STEFAN WOLPE (1902-1972): Music for 2 Pianos - March and Variations, 2 Studies on Basic Rows (First Recordings), The Man from Midian - Ballet Suite.
Catalogue Number: 05U054
Description: Noted contrarian Wolpe aspired to be a Dadaist, and was a dodecaphonist who wrote left-wing agitprop and straightforward songs and choruses for kibbutzim. In some works, though, perhaps influenced by his early studies with Busoni and Schreker or by Hindemith, he suppressed his natural atonal tendencies and produced compelling concert works in a muscular neoclassical, tonal style of which Busoni would likely have approved.
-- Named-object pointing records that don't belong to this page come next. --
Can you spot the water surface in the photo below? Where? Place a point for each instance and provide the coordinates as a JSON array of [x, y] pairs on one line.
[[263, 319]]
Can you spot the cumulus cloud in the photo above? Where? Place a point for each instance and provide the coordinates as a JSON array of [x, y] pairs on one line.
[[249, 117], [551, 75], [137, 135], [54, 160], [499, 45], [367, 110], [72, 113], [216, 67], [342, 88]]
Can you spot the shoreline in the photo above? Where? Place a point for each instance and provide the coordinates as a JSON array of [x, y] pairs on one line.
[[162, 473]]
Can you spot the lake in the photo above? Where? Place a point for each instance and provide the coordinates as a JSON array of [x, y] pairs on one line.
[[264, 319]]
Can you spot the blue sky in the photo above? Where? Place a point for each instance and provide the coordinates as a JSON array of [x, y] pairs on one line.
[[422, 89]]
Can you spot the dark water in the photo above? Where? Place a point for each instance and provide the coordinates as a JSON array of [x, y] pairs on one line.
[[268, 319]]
Two such are presented here. The March and Variations is a powerful and inventive 20-minute work, running the gamut of moods in full-textured writing that makes idiomatic use of the two-piano medium. The Man from Midiam was a ballet suite in two movements divided into 18 sections, on the story of Moses from the Old Testament. This hugely appealing work at its most 'popular' is very reminiscent of Eisler, and at its least is still tonal, though admitting some iconoclastically spicy dissonance. With the Two Studies we are in more familiar Wolpe territory; bracing expositions of the composer’s personal version of Schoenberg's 12-tone technique; resolutely atonal, but rich in harmony and with a sense of drama and a complete absence of academic dryness. Quattro Mani.